How wealthy? Well in 2006,

Federal Deposit Insurance Corp., or FDIC, records show that American banks have more cash in their vaults than at any other point in recent history—with $6.4 trillion deposited in the domestic offices of U.S. banks as of June.

Huh. Judging from the situation today, it looks like banks have gone on a bit of a spending spree themselves. We’re starting to wonder whether the problem is less that Americans have been overspending and more that they have been stowing their money in the wrong places.

Brian Lawler, writing for The Motley Fool, notes that

when the news comes out that the average U.S. citizen has a negative savings rate, everyone tends to bemoan consumers’ overspending, undersaving ways. Yet in reality, people in the United States do a great job of saving for the future—if you measure by the more appropriate metric of economic wealth, which accounts for rising asset values even before they are sold.

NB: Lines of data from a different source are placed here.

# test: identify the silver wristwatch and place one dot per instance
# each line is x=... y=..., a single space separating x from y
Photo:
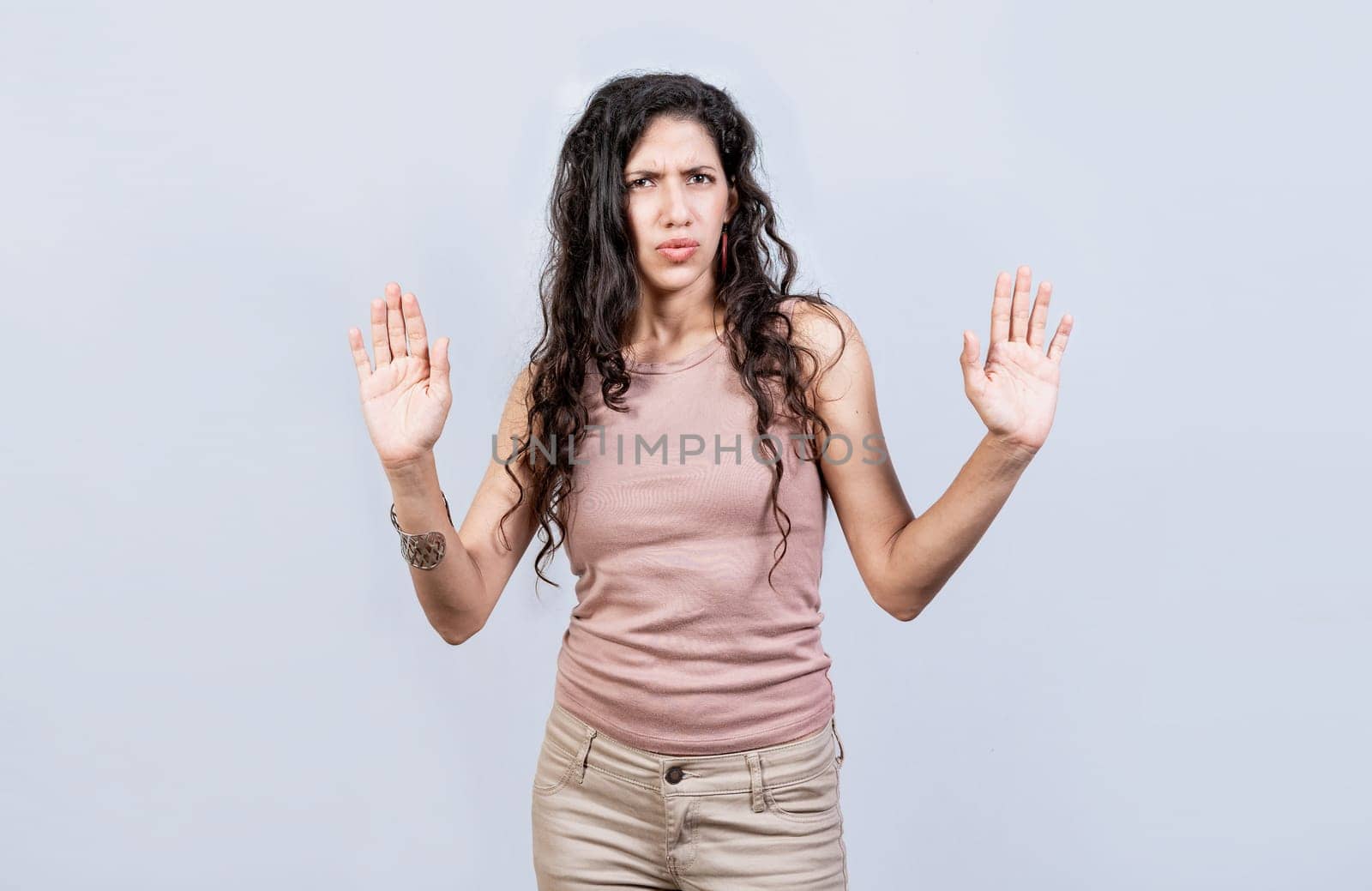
x=425 y=550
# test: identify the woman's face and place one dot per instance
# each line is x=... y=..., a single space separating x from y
x=677 y=192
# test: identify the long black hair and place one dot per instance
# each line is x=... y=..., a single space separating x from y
x=589 y=288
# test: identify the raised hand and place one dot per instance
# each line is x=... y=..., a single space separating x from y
x=1015 y=393
x=405 y=400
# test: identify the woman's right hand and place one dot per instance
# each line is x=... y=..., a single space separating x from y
x=405 y=400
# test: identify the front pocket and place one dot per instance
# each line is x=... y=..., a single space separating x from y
x=553 y=769
x=809 y=799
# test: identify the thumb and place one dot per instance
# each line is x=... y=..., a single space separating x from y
x=441 y=370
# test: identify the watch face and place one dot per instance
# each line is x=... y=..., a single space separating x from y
x=425 y=551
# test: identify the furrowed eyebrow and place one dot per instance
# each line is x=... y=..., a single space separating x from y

The problem, of course, with these kinds of investments, as both Giusti an Lawler point out, is that if the housing or stock markets plummet, it can wipe people’s savings out. As Giusti puts it:

Unfortunately, stagnating home values, a dip in stock prices or some unforeseen calamity could cause the whole equation to shift radically out of balance.

Like now.

And it is worth pointing out that by this logic, the low savings rate indicates not profligacy but rather a general trust in the stability of the economic system—after all, aren’t we always told to trust the markets? Well, Americans did, apparently, and look where it got them.

As for that issue of choice and consumer spending, a CNN piece from the middle of this year makes the following point:

The fact that consumers continue to borrow against their homes, even as they decline in value, shows how troubled Americans are.

‘It signals how consumers are struggling to get cash,’ [senior director of consumer economics at Moody’s Economy.com Scott] Hoyt said.

You don’t need a PhD in economics to know that anyone borrowing on their homes in early 2008 was in serious trouble. The business press needs to move beyond the idea that luxury spending by the general public got us into this mess. And that scrimping by the average American will go very far toward righting the Good Ship Economy.

We thus add the Fortune piece to the ranks of stories presenting an unreasonably buoyant take on the economy.

Sometimes, Dear Reader, things really are as bad as they look.

Elinore Longobardi is a Fellow and staff writer of The Audit, the business-press section of Columbia Journalism Review.